Houd de linnenkast net
Werkende moeders-met-schuldgevoel doen er goed aan de tentoonstelling ”Kraakhelder” in het Textielmuseum van Tilburg te mijden.
Zodra de deur opengaat, sta je oog in oog met een reusachtige, gevulde linnenkast. Op de kastranden is met eindeloos geduld een spreuk geborduurd: ”Houdt de linnenkast net, tel nauwkeurig het goed, ’t was de roem van de vrouw met het Hollandse bloed. En mocht er na jaren een leegte ontstaan, vul dan wat ontbreekt toch maar vlijtig weer aan.” Over plichtsgevoel gesproken.Het Audax Textielmuseum, dat sinds 1982 gevestigd is in de grote panden van een fraai gerestaureerde Tilburgse textielfabriek, biedt met ”Kraakhelder” een beeld van honderd jaar huishoudtextiel.
De grote linnenkast staat in de hoek ”1900-1930”, als een symbool. Je kunt er niet omheen; net zomin als een trouwgraag meisje honderd jaar geleden om een uitzet heen kon.
In de vitrines zijn lijsten en nota’s te zien van de firma Van Dijk, Manders & Co uit Waalre. Bij deze fabrikant was het mogelijk complete uitzetten te kopen van 100 tot 600 stuks. Abnormale aantallen? Niet als je om te beginnen al 36 vingerdoekjes nodig hebt, en 24 dienstbodelakens.

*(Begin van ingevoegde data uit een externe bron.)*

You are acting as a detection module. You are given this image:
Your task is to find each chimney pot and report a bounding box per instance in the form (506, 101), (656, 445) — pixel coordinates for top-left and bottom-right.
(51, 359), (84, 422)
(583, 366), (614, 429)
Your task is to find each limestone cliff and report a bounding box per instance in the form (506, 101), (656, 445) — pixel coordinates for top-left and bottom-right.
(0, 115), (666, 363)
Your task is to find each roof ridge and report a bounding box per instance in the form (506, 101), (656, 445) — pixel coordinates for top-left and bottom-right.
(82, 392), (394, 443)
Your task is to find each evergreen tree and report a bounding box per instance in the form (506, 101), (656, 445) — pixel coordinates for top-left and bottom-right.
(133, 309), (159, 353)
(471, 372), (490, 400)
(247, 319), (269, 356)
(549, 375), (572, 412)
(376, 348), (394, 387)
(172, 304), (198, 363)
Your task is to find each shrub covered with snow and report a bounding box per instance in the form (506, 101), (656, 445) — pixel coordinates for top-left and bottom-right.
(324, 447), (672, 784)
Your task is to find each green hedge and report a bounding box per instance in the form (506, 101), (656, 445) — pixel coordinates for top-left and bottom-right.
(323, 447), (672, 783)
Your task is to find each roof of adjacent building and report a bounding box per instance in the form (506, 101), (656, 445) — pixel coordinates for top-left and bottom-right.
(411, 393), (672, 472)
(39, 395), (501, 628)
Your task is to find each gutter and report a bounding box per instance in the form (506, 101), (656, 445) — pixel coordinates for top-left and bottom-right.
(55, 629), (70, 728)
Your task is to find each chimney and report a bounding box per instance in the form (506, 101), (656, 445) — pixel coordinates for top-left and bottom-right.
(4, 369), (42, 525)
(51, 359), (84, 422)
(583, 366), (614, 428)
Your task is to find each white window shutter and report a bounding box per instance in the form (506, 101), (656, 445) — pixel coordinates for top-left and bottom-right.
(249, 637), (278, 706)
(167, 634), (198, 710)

Wat leven we nu toch in een platte, verschraalde tijd, denk je, de lange lijsten bestuderend. Een theedoek is tegenwoordig een theedoek, waarmee je alles afdroogt, áls je tenminste nog afdroogt. Maar hier lees je kopjesdoeken, bordendoeken, glazendoeken, zilverdoeken en messendoeken. De naam is in de stof meegeweven, om verwisseling te voorkomen.
De vermeldingen van potdoek, closetdoek en fonteindoek doen overigens vermoeden dat niet alleen de vaat werd afgedroogd.
Er ligt een vergeelde rekening uit 1908, van firma v/d Briel & Verster te Eindhoven: 1133,05 gulden voor een complete uitzet. Een groot bedrag, maar de kwaliteit van het textiel was dan ook hoog. Je moest er een leven lang mee kunnen doen.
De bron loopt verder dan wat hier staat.